South Maitland

A mysterious quarry in South Maitland, Hants County, produced gypsum in the 1870s but, despite the area’s potential, it was never worked significantly again.

Hants County has world-class gypsum deposits that were quarried as early as the 1770s when farmers extracted gypsum that was shipped to the eastern United States for use as fertilizer.

Department of Mines annual reports for the years 1872-1879 indicate that a total of 19,305 tons of gypsum were extracted in South Maitland in that period. According to a 1991 provincial government report, the most likely location for this production was a quarry on the west bank of the Shubenacadie River, just across the river from Eagles Nest Point (see the map below).

The quarry was horseshoe-shaped with the opening along the river. The quarry area covered about three hectares and gypsum cliffs as high as 20 metres are still there in places.

Little else is known about the quarry but the 1991 report concluded that it must be where the extraction took place in the 1870s because no other quarry in South Maitland was worked sufficiently to provide that quantity of rock.

A second small quarry was started sometime in the 1800s about 1300 metres north of Rowe Lake (lower left-hand corner in the map). A small amount of extraction took place but the site was then abandoned, perhaps because the gypsum was light grey and not white enough to be marketable in that era.

Nova Scotia’s deputy inspector of mines, J. P. Messervey, visited South Maitland in 1926 to inspect gypsum deposits owned at that time by Warren Waddell and C. S. Johnson.

Messervey examined three gypsum exposures along Five Mile River and called them “all extensive precipitous cliffs…the deposits are very extensive and the prospect of enormous tonnage of high quality white gypsum is good.”

The pictures below of the three cliffs and the nearby Dominion Atlantic Railway bridge are from Messervey’s memo.

He pointed out that shipments could be made by both water along the Shubenacadie River, or by rail since the Midland branch of the Dominion Atlantic Railway crossed the river in that area. The property sloped down toward the river, which would have made a gravity-based tramway an inexpensive and efficient way to carry the gypsum to the river.

Despite Messervey’s positive comments, the area was not developed and the gypsum remains in the ground.

The 1991 government report concluded that the South Maitland gypsum deposits likely do not extend deep enough to justify a modern gypsum quarry. Many historical quarries were relatively shallow compared to modern operations (i.e. tens of feet deep, not hundreds of feet deep as can be the case now). The problem is that the gypsum is likely only “hydrated to shallow depths,” as the report put it.

Gypsum and anhydrite are basically the same mineral, the difference being that gypsum contains water and anhydrite does not.
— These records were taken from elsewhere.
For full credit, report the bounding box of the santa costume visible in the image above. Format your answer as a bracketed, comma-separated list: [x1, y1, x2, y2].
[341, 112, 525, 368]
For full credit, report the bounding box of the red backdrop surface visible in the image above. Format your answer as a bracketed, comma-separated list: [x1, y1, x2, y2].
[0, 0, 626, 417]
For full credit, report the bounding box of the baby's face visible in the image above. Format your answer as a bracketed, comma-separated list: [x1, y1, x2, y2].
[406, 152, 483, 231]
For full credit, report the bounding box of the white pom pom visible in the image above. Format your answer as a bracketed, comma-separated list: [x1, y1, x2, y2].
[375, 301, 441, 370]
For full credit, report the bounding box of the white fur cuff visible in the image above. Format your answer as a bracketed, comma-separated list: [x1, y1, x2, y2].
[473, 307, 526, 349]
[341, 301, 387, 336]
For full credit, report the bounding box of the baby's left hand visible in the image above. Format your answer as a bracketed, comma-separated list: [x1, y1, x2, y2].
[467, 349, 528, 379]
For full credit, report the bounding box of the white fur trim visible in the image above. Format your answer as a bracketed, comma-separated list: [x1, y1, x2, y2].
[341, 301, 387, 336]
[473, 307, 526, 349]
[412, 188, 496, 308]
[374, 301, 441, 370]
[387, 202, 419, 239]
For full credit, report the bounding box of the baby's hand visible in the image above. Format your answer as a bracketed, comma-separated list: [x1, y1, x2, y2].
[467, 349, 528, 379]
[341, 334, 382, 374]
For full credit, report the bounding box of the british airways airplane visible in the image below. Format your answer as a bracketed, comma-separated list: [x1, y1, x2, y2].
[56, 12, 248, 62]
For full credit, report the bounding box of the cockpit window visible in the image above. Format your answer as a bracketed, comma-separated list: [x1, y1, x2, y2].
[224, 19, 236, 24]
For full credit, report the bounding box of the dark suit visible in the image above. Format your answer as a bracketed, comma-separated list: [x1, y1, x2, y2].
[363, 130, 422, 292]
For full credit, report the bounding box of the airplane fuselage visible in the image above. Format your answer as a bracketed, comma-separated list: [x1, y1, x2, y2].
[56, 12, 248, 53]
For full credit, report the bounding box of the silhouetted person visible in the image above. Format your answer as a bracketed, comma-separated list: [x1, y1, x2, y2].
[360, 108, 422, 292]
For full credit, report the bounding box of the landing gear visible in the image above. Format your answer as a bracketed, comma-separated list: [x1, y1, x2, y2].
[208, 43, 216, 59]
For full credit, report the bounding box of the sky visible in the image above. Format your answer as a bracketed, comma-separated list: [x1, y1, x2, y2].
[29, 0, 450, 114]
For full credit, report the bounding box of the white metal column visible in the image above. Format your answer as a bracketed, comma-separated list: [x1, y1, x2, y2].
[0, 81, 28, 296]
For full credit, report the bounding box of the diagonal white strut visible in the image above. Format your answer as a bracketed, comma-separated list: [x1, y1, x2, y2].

In fact, gypsum can turn into anhydrite when it is buried deep and pressure and heat cause it to lose water molecules, and anhydrite can turn into gypsum when it absorbs water molecules from, for example, groundwater. The addition or subtraction of water at the molecular level alters the rocks’ crystal structures, transforming them from one rock into the other.

The author of the 1991 report believed South Maitland’s gypsum deposits turn into anhydrite too close to surface, limiting the amount of gypsum available for extraction.

There were a number of other small historical gypsum quarries along the Shubenacadie River. According to a 1915 government report called Gypsum in Canada, “…at one time considerable business was done exporting the crude material, but many causes have militated against the successful operation of these deposits. Operations were carried on in the days of small sailing vessels owned by those who were familiar with the tides of the Shubenacadie river, but as the size of vessels increased, and before the steamboat was known on this river, the plaster [gypsum] trade became controlled by a few, and these deposits were the first to suffer.”

In other words, quarries were becoming larger and more efficient in the late 1800s, and smaller operations often could not compete. That trend has continued into modern times.

“Gypsum in Canada” went on to explain to its national audience, many of whom would not be familiar with how challenging the tides were for shipping, that “the tide at the mouth of the Shubenacadie rises 30 feet in three hours and recedes in the same length of time. At Eaglesnest point the bore at high tides is often 10 feet high.”